A simple example of node-list state with non-identity Selector is a ``GSM`` which only takes the last
"visited" node into account, and going one step further, an intuitive example of ``State`` which is not
a simple node-list is a dictionary of node-lists only some subsets of which are considered for graph
exploration (and others for state updating), e.g. keeping track of which nodes were initial state and
which ones were added by steps.

Simple default constructor functions for this ``State`` type are provided:
``dict_fields_getter`` (for ``selector``), which takes in the list of fields to concatenate, and ``list_in_dict_accumulator`` (for ``Updater``), which takes in the single field to update.

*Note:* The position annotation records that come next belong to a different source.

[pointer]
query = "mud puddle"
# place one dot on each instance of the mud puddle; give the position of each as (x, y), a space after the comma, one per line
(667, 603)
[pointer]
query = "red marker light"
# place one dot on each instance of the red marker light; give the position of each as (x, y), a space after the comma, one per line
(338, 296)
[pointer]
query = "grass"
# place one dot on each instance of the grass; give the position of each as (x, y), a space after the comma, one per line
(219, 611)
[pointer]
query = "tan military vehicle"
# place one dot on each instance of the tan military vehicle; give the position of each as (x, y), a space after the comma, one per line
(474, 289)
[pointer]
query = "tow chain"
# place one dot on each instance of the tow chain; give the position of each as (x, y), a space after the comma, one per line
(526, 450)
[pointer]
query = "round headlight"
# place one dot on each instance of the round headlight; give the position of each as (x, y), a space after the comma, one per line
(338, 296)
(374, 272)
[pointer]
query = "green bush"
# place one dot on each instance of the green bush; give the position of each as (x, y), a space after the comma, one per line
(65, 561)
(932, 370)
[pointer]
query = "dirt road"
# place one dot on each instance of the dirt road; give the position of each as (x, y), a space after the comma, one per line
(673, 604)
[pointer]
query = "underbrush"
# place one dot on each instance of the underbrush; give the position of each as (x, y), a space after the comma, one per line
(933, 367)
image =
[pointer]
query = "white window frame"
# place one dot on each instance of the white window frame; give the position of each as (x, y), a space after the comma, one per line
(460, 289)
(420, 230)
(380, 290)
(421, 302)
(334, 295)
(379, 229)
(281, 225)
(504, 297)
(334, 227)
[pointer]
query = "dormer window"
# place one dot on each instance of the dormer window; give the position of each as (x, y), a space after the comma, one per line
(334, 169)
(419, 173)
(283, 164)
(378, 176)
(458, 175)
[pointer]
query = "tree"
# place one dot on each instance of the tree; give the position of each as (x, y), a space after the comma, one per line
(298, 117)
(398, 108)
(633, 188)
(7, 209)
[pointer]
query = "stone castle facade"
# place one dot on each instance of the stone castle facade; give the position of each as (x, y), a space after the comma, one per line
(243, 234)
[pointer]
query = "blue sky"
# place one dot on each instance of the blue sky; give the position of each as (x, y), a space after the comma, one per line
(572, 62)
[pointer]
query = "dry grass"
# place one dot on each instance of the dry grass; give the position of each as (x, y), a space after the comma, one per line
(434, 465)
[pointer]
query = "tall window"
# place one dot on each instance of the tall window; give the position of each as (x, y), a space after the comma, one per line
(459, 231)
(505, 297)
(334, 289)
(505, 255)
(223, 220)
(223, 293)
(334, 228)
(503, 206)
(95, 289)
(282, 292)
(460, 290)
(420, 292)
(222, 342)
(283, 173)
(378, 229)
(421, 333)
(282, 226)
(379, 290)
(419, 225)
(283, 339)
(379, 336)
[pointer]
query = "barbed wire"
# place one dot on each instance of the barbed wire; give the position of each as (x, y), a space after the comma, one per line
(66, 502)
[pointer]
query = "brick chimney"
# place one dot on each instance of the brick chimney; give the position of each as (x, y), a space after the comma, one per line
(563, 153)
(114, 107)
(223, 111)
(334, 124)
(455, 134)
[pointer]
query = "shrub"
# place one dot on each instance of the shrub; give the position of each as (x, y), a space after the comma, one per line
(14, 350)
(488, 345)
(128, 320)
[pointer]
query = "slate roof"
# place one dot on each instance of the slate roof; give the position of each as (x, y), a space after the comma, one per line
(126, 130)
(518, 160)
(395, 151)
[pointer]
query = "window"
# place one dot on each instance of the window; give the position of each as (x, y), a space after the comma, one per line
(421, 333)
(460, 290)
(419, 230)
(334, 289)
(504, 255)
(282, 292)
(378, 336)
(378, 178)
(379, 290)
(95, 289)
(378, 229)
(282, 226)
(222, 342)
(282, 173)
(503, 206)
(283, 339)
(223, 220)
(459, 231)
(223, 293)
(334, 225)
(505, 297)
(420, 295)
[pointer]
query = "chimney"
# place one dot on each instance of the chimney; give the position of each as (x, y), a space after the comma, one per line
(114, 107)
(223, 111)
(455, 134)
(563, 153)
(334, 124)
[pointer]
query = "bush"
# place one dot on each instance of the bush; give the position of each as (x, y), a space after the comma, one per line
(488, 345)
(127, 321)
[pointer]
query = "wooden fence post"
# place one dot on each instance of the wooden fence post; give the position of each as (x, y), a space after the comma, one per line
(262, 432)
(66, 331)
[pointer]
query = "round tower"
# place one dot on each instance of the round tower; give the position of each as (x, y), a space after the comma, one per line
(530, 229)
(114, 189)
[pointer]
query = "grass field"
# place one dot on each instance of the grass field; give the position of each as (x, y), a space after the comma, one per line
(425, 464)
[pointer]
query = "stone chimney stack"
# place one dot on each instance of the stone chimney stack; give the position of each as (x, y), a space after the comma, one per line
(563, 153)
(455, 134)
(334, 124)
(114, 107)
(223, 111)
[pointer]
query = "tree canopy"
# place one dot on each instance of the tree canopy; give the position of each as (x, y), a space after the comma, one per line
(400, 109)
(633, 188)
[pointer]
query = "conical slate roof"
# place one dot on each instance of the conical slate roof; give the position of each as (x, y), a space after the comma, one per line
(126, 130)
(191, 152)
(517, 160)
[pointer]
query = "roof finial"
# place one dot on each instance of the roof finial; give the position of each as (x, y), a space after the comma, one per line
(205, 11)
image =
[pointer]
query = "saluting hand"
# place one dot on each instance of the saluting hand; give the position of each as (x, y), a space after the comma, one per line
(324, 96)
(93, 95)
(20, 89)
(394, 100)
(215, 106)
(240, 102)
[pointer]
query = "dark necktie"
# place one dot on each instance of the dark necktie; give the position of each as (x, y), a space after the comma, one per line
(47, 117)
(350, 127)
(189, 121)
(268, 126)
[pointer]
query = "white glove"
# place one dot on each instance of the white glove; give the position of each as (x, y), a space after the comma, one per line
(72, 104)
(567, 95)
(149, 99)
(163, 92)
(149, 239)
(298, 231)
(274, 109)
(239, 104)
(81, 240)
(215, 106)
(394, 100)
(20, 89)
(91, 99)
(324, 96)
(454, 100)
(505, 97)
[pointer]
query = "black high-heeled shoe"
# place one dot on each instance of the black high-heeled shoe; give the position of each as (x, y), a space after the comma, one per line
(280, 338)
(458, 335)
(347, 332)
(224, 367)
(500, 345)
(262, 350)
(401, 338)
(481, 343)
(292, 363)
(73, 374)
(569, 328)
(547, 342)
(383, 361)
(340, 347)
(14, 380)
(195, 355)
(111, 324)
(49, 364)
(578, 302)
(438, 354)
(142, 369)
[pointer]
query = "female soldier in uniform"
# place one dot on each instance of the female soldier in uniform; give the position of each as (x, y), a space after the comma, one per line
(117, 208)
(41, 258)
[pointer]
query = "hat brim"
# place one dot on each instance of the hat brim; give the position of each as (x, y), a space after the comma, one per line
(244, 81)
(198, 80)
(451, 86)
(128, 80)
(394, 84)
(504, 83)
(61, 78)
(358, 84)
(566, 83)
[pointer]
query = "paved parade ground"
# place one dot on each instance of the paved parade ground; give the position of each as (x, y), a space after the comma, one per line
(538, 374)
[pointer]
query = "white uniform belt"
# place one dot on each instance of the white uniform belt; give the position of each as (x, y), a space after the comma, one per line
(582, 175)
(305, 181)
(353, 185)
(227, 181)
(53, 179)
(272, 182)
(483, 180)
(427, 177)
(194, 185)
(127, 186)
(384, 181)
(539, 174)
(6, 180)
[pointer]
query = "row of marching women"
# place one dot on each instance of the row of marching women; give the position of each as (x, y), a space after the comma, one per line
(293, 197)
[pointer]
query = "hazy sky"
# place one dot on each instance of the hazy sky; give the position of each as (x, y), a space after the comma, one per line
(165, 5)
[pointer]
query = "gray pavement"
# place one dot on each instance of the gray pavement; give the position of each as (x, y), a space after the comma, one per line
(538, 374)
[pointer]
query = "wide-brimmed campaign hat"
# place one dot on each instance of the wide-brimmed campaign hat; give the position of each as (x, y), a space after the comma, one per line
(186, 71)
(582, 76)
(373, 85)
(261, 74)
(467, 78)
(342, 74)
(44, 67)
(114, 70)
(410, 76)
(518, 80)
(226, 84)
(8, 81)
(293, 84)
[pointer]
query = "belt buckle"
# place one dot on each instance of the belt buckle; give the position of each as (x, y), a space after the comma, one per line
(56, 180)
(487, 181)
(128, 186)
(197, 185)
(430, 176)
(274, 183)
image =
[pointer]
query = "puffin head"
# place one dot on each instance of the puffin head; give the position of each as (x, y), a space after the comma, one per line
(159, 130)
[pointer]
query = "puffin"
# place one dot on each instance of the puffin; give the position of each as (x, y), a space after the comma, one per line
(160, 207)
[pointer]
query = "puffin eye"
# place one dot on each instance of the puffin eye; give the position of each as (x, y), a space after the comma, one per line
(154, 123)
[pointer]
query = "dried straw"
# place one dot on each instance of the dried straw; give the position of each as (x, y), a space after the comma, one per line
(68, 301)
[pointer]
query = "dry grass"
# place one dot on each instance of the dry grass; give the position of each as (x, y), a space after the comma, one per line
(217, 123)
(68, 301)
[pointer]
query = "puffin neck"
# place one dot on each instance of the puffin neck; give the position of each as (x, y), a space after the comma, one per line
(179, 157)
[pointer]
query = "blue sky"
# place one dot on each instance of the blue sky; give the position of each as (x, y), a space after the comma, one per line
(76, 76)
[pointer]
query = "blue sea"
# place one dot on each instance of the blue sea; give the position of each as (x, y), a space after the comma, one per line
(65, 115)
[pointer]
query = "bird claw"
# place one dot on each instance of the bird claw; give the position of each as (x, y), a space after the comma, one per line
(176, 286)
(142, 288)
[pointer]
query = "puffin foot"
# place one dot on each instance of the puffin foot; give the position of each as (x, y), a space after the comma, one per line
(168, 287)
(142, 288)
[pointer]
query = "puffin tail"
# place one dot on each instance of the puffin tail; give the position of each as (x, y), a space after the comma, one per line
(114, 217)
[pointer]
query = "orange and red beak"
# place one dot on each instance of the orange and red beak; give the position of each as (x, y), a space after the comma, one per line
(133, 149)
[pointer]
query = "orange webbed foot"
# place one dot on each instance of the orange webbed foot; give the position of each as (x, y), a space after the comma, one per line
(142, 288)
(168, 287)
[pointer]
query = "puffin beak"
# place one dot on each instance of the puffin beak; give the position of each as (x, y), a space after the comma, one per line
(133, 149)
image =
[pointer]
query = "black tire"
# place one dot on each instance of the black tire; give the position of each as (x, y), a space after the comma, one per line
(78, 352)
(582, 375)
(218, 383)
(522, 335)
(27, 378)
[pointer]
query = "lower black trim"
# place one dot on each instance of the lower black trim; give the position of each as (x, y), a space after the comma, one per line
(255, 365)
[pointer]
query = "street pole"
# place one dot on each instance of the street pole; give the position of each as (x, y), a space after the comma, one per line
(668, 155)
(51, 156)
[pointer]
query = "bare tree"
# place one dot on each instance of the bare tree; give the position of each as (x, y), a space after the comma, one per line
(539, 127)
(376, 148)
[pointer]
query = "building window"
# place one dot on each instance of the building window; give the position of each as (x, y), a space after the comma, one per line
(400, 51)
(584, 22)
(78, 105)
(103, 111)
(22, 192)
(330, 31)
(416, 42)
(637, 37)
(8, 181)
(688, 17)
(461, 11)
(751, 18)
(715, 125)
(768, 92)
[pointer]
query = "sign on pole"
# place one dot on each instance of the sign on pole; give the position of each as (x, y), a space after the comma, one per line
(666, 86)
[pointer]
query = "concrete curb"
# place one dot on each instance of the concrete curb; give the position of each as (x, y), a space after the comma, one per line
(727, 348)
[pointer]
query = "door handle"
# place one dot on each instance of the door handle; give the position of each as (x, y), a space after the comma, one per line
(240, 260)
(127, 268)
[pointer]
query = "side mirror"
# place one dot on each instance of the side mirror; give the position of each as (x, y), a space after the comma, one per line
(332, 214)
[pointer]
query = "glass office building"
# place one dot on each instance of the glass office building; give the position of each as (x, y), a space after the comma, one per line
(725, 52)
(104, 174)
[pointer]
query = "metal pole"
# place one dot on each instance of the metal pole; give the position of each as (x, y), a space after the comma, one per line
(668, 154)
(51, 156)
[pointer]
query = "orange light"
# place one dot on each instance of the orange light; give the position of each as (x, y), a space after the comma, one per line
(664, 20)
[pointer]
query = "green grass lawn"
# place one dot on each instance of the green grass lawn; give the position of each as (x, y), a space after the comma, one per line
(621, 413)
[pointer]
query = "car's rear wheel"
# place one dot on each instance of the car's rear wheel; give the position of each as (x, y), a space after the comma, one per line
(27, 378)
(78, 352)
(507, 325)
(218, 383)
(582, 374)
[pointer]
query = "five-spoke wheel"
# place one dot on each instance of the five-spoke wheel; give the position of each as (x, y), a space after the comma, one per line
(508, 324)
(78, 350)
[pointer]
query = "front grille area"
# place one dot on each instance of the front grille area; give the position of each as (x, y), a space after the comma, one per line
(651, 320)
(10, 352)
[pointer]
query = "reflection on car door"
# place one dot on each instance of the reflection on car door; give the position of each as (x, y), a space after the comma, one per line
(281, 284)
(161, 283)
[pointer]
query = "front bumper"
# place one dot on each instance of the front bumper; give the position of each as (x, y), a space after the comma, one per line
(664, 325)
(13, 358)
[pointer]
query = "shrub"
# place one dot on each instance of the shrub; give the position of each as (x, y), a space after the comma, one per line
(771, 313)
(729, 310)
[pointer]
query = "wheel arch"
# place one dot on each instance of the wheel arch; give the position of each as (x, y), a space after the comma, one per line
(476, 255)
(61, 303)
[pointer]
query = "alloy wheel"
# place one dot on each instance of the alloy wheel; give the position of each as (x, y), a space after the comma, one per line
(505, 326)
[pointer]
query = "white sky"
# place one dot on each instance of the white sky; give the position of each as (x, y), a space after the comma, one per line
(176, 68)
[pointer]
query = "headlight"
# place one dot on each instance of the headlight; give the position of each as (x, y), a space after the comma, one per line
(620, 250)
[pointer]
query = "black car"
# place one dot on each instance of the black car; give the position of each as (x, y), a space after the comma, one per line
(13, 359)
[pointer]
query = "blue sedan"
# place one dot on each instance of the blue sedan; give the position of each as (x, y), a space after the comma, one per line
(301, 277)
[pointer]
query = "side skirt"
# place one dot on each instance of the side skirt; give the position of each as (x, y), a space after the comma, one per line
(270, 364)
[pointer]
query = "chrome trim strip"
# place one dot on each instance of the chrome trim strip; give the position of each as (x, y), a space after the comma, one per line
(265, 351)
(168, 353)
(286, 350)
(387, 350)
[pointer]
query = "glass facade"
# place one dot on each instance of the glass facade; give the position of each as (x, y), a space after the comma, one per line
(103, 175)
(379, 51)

Note: since the underlying object is a NetworkX graph, arbitrary node and edge attributes can be used to enhance the processing functions.



Simple Example
--------------

A GSM which determines the appropriate R linear regression function and distribution family from labelled data features:

- Define a numerical data-type ontology graph in the typed edge-list shorthand which ``Graph`` accepts along with ready-made Networkx graphs, making use of two simple notation helper functions
- Create a default-settings ``GSM`` with it and a simple starting state
- Ask it to perform steps focussing on the node types of 'Distribution', 'Method Function' and 'Family Implementation', which in this context just means finding the most appropriate of each

.. figure:: showcase_graph.png
    :align: center
    :figclass: align-center

.. code-block:: Python

    from Graph_State_Machine import *

    _shorthand_graph = {
        'Distribution': {
            'Normal': ['stan_glm', 'glm', 'gaussian'],
            'Binomial': ['stan_glm', 'glm', 'binomial'],
            'Multinomial': ['stan_polr', 'polr'],
            'Poisson': ['stan_glm', 'glm', 'poisson'],
            'Beta': ['stan_betareg', 'betareg'],
            'Gamma D': ['stan_glm', 'glm', 'Gamma'],
            'Inverse Gaussian': ['stan_glm', 'glm', 'inverse.gaussian']
        },
        'Family Implementation': strs_as_keys(['binomial', 'poisson', 'Gamma', 'gaussian', 'inverse.gaussian']),
        'Method Function': strs_as_keys(['glm', 'betareg', 'polr', 'stan_glm', 'stan_betareg', 'stan_polr']),
        'Data Feature': adjacencies_lossy_reverse({ # Reverse-direction definition here since more readable i.e. defining the contents of the lists
            'Binomial': ['Binary', 'Integer', '[0,1]', 'Boolean'],
            'Poisson': ['Non-Negative', 'Integer', 'Non-Zero'],
            'Multinomial': ['Factor', 'Consecutive', 'Non-Negative', 'Integer'],
            'Normal': ['Integer', 'Real'],
            'Beta': ['Real', '[0,1]'],
            'Gamma D': ['Non-Negative', 'Real', 'Non-Zero']
        })
    }

    gsm = GSM(Graph(_shorthand_graph), ['Non-Negative', 'Non-Zero', 'Integer']) # Default function-arguments

    gsm.plot()

    gsm.consecutive_steps(['Distribution', 'Family Implementation']) # Perform 2 steps
    # gsm.parallel_steps(['Distribution', 'Family Implementation']) # Warn of failure for 'Family Implementation' if parallel
    print(gsm._scan('Method Function')) # Peek at intermediate value of new a step
    gsm.step('Method Function') # Perform the step
    gsm.step('NON EXISTING TYPE') # Trigger a warning and no State changes

    print(gsm)


The 'Method Function' scan above is peeked at before its step to show that there is a tie between a Frequentist and a Bayesian method.
This is a trivial example (in that the simple addition could have been there from the beginning) of where a broader graph could be attached by ``gsm.extend_with(...)`` and new state introduced in order to resolve the tie.

Note that ties need not really be resolved as long as the ``Updater`` function's behaviour is what the user expects since it is not limited in functionality; it could select a random option, all, some or none of them, it could adjust the graph itself or terminate execution.